MAKASSAR.DAULATRAKYAT.Kinerja ekonomi Provinsi Sulawesi Selatan (Sulsel) menutup tahun 2025 dengan capaian yang impresif. Kepala Perwakilan Bank Indonesia (BI) Sulsel, Rizki Ernadi Wimanda, memaparkan bahwa pertumbuhan ekonomi Sulsel pada Triwulan IV-2025 tumbuh sebesar 5,99%. Angka ini meningkat signifikan dibandingkan Triwulan III-2025 yang berada di angka 5,01%.

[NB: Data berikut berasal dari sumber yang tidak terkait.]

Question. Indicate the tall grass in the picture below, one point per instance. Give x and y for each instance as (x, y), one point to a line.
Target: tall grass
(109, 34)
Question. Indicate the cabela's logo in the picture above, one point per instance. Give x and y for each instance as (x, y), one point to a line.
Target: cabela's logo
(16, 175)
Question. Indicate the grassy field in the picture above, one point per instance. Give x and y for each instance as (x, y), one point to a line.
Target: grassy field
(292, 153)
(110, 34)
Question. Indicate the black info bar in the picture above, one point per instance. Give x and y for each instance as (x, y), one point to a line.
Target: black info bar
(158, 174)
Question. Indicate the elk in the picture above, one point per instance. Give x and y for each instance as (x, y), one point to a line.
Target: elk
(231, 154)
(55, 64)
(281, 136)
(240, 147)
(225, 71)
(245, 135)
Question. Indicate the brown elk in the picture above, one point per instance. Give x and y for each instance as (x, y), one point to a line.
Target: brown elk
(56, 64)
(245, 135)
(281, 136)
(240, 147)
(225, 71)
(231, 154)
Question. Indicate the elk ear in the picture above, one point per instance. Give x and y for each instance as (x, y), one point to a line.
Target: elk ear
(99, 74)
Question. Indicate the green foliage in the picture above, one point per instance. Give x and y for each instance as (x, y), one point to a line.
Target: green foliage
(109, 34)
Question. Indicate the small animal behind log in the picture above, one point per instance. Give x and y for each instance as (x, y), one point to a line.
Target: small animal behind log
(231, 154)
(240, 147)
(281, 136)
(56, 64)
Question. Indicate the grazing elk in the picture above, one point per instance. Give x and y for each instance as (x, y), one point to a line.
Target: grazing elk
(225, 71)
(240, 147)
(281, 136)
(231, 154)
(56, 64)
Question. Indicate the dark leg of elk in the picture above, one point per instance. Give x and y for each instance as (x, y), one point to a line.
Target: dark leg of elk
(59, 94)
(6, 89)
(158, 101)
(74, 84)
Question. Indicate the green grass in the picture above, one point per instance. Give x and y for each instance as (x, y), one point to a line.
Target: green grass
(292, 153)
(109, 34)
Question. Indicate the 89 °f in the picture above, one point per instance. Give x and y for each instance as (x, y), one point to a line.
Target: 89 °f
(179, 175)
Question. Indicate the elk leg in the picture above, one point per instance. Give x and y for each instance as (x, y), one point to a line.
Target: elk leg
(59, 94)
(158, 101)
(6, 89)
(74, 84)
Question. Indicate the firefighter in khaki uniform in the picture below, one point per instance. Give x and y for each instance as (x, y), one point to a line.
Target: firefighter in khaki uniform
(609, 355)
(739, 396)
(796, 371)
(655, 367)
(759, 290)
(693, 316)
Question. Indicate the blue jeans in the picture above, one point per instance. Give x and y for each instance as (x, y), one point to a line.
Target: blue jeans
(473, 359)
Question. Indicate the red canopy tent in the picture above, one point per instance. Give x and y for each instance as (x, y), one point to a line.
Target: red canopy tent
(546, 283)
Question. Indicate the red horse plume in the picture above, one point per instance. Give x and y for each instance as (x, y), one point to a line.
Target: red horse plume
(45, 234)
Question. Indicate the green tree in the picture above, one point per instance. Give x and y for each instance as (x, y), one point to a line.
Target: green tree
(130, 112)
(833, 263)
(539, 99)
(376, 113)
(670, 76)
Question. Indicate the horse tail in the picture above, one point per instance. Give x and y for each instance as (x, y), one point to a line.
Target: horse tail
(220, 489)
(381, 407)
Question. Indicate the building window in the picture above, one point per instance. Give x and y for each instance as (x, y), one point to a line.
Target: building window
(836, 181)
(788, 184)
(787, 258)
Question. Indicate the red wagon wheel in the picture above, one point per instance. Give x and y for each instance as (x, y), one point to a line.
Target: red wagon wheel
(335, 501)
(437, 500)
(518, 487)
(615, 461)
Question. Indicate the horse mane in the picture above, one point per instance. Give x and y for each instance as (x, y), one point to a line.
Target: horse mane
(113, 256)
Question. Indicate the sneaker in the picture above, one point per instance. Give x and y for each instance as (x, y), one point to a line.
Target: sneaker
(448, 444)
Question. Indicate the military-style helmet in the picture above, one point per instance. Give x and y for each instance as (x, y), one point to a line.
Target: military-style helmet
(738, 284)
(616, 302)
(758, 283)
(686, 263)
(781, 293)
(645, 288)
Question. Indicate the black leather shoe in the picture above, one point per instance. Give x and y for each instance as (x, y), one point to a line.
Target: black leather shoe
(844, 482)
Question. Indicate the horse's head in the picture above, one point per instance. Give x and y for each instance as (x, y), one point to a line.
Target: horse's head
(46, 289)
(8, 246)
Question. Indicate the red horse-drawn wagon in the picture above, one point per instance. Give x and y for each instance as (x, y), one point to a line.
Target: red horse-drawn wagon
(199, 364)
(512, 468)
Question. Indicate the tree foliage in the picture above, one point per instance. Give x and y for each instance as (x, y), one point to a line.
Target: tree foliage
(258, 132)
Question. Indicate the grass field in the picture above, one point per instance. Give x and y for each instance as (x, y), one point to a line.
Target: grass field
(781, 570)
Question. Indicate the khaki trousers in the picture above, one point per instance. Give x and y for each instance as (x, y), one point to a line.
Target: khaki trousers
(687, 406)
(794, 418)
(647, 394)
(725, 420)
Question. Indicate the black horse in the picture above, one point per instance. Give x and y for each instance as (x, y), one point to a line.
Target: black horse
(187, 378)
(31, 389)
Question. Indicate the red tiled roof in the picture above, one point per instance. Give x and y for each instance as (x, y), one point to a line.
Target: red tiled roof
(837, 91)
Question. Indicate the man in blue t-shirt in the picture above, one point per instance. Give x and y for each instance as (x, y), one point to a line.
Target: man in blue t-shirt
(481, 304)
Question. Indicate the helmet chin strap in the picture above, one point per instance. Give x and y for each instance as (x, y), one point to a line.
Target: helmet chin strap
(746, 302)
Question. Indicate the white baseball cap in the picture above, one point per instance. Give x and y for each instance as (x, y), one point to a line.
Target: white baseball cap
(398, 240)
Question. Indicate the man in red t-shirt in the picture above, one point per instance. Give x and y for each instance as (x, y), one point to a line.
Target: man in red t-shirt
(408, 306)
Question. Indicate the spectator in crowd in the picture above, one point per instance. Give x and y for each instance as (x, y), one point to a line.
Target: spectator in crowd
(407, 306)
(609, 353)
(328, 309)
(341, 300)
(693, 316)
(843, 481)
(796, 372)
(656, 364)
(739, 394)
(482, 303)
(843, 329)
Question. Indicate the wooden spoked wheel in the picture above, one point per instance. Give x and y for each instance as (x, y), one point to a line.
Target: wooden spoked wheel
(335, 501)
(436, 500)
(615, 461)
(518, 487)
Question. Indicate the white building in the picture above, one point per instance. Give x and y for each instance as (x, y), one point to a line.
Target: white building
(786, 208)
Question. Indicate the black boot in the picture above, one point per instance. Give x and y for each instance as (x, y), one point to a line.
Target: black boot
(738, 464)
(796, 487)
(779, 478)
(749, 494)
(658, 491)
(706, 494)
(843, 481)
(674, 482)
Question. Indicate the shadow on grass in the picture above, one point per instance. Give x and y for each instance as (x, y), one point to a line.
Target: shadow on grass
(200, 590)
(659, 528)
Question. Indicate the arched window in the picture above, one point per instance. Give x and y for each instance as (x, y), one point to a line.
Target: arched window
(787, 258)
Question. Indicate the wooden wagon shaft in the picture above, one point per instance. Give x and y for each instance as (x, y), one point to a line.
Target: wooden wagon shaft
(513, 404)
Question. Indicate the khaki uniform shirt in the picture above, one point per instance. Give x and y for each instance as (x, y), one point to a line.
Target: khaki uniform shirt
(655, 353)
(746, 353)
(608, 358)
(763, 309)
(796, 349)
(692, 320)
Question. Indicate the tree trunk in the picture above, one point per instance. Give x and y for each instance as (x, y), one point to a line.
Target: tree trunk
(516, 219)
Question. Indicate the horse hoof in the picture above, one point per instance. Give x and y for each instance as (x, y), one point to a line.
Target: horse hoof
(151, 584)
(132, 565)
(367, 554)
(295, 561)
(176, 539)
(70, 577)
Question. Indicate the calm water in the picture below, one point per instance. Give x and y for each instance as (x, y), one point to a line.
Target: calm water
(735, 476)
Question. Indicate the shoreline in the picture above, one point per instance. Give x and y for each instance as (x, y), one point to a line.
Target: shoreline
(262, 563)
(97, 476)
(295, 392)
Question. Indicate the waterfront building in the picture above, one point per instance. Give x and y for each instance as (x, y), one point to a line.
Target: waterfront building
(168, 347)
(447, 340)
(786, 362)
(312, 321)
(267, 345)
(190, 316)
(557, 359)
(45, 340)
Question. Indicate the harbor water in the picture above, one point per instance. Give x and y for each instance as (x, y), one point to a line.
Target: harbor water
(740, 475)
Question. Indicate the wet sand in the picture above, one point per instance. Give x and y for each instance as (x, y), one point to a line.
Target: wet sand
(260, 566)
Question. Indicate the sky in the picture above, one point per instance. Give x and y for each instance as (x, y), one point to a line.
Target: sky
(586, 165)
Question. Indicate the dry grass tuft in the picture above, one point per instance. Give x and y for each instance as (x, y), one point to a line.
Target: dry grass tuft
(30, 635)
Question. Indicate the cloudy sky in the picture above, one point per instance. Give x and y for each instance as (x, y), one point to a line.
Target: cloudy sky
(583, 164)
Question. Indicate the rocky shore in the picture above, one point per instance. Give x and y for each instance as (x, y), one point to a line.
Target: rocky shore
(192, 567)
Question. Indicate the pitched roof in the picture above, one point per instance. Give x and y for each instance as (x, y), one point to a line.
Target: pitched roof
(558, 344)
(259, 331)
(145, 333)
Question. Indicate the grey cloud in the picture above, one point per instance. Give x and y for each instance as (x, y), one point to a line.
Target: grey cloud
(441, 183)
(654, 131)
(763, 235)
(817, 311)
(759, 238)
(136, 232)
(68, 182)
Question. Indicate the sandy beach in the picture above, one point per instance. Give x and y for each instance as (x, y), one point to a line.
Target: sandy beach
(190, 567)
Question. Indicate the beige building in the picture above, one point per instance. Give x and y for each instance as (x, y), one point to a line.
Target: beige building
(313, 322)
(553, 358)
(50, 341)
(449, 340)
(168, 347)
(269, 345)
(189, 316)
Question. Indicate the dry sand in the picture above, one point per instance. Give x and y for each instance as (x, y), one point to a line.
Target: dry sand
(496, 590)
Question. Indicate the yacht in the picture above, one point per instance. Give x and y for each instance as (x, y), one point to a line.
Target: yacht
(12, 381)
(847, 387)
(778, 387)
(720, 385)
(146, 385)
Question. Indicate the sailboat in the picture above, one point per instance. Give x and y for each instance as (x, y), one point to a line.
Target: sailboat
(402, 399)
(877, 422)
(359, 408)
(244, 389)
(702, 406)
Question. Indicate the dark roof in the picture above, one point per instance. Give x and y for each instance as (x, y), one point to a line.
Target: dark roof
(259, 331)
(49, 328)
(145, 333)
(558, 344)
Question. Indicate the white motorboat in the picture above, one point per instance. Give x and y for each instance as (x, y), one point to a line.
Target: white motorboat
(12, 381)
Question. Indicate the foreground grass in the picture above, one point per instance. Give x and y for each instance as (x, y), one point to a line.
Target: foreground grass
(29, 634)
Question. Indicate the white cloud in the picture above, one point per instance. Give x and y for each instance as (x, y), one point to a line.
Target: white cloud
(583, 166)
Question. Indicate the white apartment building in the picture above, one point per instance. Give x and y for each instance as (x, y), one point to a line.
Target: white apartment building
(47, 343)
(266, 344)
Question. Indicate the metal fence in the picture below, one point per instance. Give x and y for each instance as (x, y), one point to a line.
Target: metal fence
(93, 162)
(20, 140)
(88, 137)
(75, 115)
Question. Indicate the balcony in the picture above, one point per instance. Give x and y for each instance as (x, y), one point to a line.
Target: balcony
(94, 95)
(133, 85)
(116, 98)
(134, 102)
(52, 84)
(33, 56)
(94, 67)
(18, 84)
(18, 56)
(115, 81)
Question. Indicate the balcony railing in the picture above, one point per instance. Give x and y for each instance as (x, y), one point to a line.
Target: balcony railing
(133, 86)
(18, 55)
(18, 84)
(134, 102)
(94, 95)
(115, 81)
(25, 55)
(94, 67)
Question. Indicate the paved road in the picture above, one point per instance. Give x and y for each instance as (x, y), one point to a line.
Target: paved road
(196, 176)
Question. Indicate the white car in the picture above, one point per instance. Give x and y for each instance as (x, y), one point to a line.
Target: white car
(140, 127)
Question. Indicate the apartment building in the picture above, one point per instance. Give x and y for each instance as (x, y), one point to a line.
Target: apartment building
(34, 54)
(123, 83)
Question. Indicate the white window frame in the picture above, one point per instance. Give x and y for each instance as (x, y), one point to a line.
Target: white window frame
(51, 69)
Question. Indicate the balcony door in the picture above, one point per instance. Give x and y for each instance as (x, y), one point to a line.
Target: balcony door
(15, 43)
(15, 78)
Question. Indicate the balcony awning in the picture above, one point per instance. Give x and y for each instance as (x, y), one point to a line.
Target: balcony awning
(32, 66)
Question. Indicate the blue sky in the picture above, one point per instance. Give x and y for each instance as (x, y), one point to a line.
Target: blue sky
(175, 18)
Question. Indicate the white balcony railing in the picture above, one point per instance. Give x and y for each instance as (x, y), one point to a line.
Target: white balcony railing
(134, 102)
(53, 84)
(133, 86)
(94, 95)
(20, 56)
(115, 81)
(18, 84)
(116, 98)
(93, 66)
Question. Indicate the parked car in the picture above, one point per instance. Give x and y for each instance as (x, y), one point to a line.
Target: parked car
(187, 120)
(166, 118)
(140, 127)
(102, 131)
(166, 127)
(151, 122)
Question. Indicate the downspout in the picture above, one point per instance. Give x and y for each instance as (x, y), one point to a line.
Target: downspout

”Capaian pertumbuhan tersebut membawa Sulsel berada di peringkat ke-10 secara nasional,” jelas Rizki.
Sementara itu, menatap tahun 2026, BI memproyeksikan PDRB Sulsel akan tumbuh stabil di rentang 5,0% hingga 5,8%. Namun, Deputi Kepala Perwakilan BI Sulsel, Wahyu Purnama A., menyoroti adanya tantangan di sektor investasi yang harus segera dibenahi untuk menjaga laju pertumbuhan tersebut.
Wahyu memaparkan bahwa nilai Incremental Capital Output Ratio (ICOR) Indonesia masih lebih tinggi dibandingkan negara tetangga seperti Malaysia dan Vietnam.
“Kondisi ini menunjukkan bahwa investasi di Indonesia belum cukup efisien,” terang Wahyu. Ia menambahkan bahwa efisiensi investasi ini penting di tengah pembiayaan asing bersumber dari FDI yang masih fluktuatif seiring dinamika global.